From the first glimpse, right, from my first, my earliest exposure to art and to the arts, I was sort of hooked, and it became my escapism, and it became the fuel for my imagination and the way that I saw the world.

Jeffrey Brown: And, for you, I mean, this is what you describe — it is so striking — the use of the discovery and then use of words and language and then rhyming.

Tariq Trotter: Yes. Yes.

I initially found words in the encyclopedias. We had the full on, the sets of Encyclopedia Britannica and World Book Encyclopedias and stuff. That was the Internet long…

Jeffrey Brown: Were you flipping through the pages?


Tariq Trotter: Absolutely. That was the Internet, long before the Internet. It was transportive. It was transcendent and transformative for me.

You have become a symbol in the spirit life. Rest in power, rest in paradise.

Jeffrey Brown: As Black Thought, Trotter became known as a master wordsmith, building phrases and rhymes into powerful storytelling, especially of Black identity and experience.

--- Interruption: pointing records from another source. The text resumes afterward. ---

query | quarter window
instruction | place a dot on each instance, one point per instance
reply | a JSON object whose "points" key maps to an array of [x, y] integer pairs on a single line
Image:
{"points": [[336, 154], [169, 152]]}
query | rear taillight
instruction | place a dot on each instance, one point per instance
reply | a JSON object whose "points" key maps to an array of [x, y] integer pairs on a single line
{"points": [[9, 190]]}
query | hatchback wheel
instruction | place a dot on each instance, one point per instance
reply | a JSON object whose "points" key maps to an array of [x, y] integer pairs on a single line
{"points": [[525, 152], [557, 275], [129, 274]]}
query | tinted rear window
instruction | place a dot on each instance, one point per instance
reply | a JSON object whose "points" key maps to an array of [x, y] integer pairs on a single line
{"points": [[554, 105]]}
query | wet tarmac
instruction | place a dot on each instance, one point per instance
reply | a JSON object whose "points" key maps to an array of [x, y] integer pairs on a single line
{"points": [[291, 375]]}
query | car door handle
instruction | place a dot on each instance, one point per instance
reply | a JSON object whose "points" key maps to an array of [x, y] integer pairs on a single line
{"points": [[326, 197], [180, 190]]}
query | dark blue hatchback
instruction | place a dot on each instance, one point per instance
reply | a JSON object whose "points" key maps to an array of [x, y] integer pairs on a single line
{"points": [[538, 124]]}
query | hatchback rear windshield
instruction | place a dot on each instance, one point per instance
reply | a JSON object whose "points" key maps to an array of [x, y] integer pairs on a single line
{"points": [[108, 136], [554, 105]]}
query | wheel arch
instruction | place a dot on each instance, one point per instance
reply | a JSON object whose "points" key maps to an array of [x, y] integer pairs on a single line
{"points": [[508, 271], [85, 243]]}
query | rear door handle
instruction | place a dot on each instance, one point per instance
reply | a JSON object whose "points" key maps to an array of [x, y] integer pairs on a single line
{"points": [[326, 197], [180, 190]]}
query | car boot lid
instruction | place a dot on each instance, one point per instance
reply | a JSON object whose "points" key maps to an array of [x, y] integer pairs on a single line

In 2017, he delivered a now legendary 10-minute solo freestyle performance on Funkmaster Flex's Hot 97 radio show, a verbal acrobatic mix of references, metaphors, personal and political punch.

Tariq Trotter: I'm pulling everything from everywhere, every experience, every relationship, every moment of one's life.

When it's good, you're — at best, you should be able to channel that energy.

Jeffrey Brown: Pulling words, images, histories from everywhere.

Tariq Trotter: I feel like one of the purposes that I serve as an emcee is as a historian. It doesn't seem like I'm coming from a place with the intention of teaching, but…

Jeffrey Brown: But you are.

Tariq Trotter: But I am.

Jeffrey Brown: So, entertain, but also teach.

Tariq Trotter: Educate.

Jeffrey Brown: Educate.

Tariq Trotter: Yes, yes, and it's not easy, but that's what I do. That's why I'm Black Thought.

Jeffrey Brown: In recent years, Trotter has expanded his palette, including a series of solo recordings titled "Streams of Thought."

Tariq Trotter: See right where the man coming from.

Jeffrey Brown: And as an actor appearing in the HBO series "The Deuce" and in the off-Broadway musical "Black No More," for which he also wrote music and lyrics. The hope is to bring it to Broadway.

Now 50, Trotter looks back and ahead with a keen sense of legacy for himself and his art form.

Tariq Trotter: It's important to me just to continue to tell my story, our stories. That's part of my responsibilities, to continue to elevate this craft to that level of high art, whether it's my own art, my own contribution that is recognized as such, or whether it's just my contribution is in having the culture recognized as such.

I feel that is part of — you know, that's my mission.

Jeffrey Brown: Next up for Tariq Trotter, AKA Black Thought, a new Roots album, plus the latest in his solo recordings.

For the "PBS NewsHour," I'm Jeffrey Brown in Philadelphia.